O número de funcionários sem concurso público no GDF caiu de 16,2 mil, em dezembro, para 10 mil em janeiro. No entanto, dados de fevereiro, quando houve uma série de nomeações, ainda não estão disponíveis

Ao menos no primeiro mês de mandato, o governador Ibaneis Rocha (MDB) colocou em prática um dos compromissos feitos durante a campanha: a redução de cargos comissionados na estrutura do GDF. A promessa foi reforçada no período de transição e, de acordo com dados do Portal da Transparência, se efetivou no início do governo. Em relação a dezembro de 2018, houve um corte de mais de 6 mil cargos comissionados em janeiro.

A redução representou queda de 38,5% em janeiro, em relação ao mês anterior. O GDF tem disponíveis 17.461 cargos comissionados. Em dezembro, 16.249 deles estavam ocupados. No mês seguinte, o número caiu para 10.052. Com as mudanças, ficaram vagas, no primeiro mês de governo, 7.409 posições contra 1.204, em dezembro.

Os números não representam a estrutura atual do GDF, pois não estão disponíveis os dados relativos aos comissionados nomeados e mantidos em fevereiro, quando o Diário Oficial publicou uma série de nomeações. É possível, portanto, que a máquina tenha um número maior de cargos ocupados. O Correio questionou o Executivo sobre o impacto econômico proporcionado pela redução e quais os números referentes a fevereiro. Até o fechamento desta edição, no entanto, não houve resposta.

Uma das explicações para a redução drástica no primeiro mês foi a opção do governador por assinar um decreto exonerando todos os comissionados. A medida é comum em início de mandatos e permite ao eleito reestruturar completamente o quadro de funcionários comissionados. Em alguns casos, porém, a mudança traz desafios aos órgãos e entidades, que precisam operar com menos servidores até que a recomposição seja efetivada.

Durante a campanha, Ibaneis bateu na tecla de que havia inchaço na quantidade de comissionados do quadro do GDF. O então candidato defendeu a contratação de servidores concursados para ocupar funções prioritárias e o corte de cargos com alterações nas estruturas dos órgãos para permitir um número menor de servidores.

Áreas

O número de servidores comissionados por setor segue as prioridades apresentadas pelo governo, com áreas como educação, segurança pública e saúde liderando.
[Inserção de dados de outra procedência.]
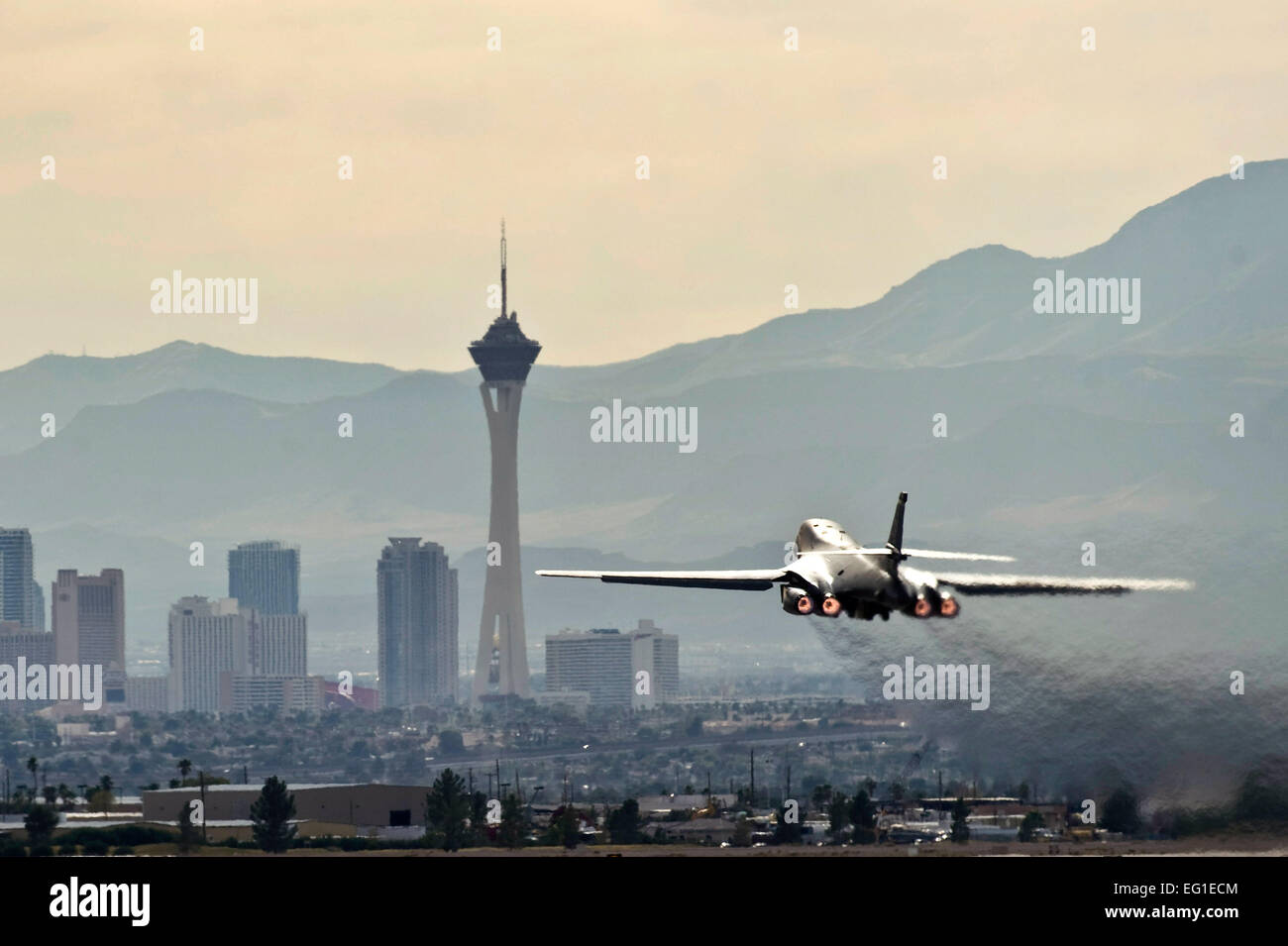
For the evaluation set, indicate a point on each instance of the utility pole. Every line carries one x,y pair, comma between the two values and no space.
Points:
201,775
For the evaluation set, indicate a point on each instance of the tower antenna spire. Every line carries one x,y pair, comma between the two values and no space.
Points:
505,312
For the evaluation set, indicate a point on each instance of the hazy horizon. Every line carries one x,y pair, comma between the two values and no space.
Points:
768,167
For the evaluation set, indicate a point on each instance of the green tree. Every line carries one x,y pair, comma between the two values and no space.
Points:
270,816
101,799
450,743
40,824
960,832
1122,812
623,824
478,817
65,795
447,806
566,828
1029,825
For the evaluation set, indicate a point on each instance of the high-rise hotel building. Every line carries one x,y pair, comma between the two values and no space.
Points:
266,576
417,624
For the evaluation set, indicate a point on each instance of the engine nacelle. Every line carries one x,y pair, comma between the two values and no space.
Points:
797,600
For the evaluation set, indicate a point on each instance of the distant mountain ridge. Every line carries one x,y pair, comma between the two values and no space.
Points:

Na educação, havia em janeiro 3.312 cargos ocupados. Na segurança, Polícia Civil, PM, Bombeiros e a secretaria contam, juntos, com 2.398 comissionados. A Secretaria de Saúde tem 461 cargos do tipo e de Justiça e Cidadania, 513. A Saúde era o setor com mais postos vagos em janeiro, com 1.499 funções desocupadas.

Ao iniciar o mandato, Ibaneis aumentou em seis o número de secretarias do DF. Na gestão de Rodrigo Rollemberg (PSB), havia 24 órgãos com esse status. Atualmente, são 30. Apesar do aumento de pastas, o governo garantiu que a medida reduziria a quantidade de servidores. A ideia, ressaltada diversas vezes durante a transição, é que cada pasta tenha um trabalho mais direcionado e especializado. Com isso, seria possível fazer cortes e dar mais poder aos titulares de cada setor.

Concursados

Durante a campanha, Ibaneis garantiu que aumentaria a nomeação de concursados ao assumir o Palácio do Buriti. De acordo com a Lei de Diretrizes Orçamentárias (LDO), sancionada por Rollemberg, em 2019, haverá 2.593 novas vagas abertas.

Na gestão do socialista, foram escassas as nomeações de concursados, uma vez que o Distrito Federal esteve, por dois anos, no limite prudencial da Lei de Responsabilidade Fiscal (LRF). Para manter a promessa, Ibaneis terá o desafio de conseguir nomear concursados e manter o equilíbrio fiscal, enquanto lida também com os compromissos feitos para garantir reajustes salariais a diversas categorias.

As promessas de redução de comissionados não são novidade. Na campanha de 2014, Rollemberg garantiu que cortaria 60% dos cargos de livre provimento — aqueles em que não há vínculos do servidor com o GDF. Rollemberg até fez redução, mas ficou longe da proporção prometida. Em 2014, havia cerca de 8,5 mil e o governo do socialista terminou com 6,7 mil servidores sem vínculos.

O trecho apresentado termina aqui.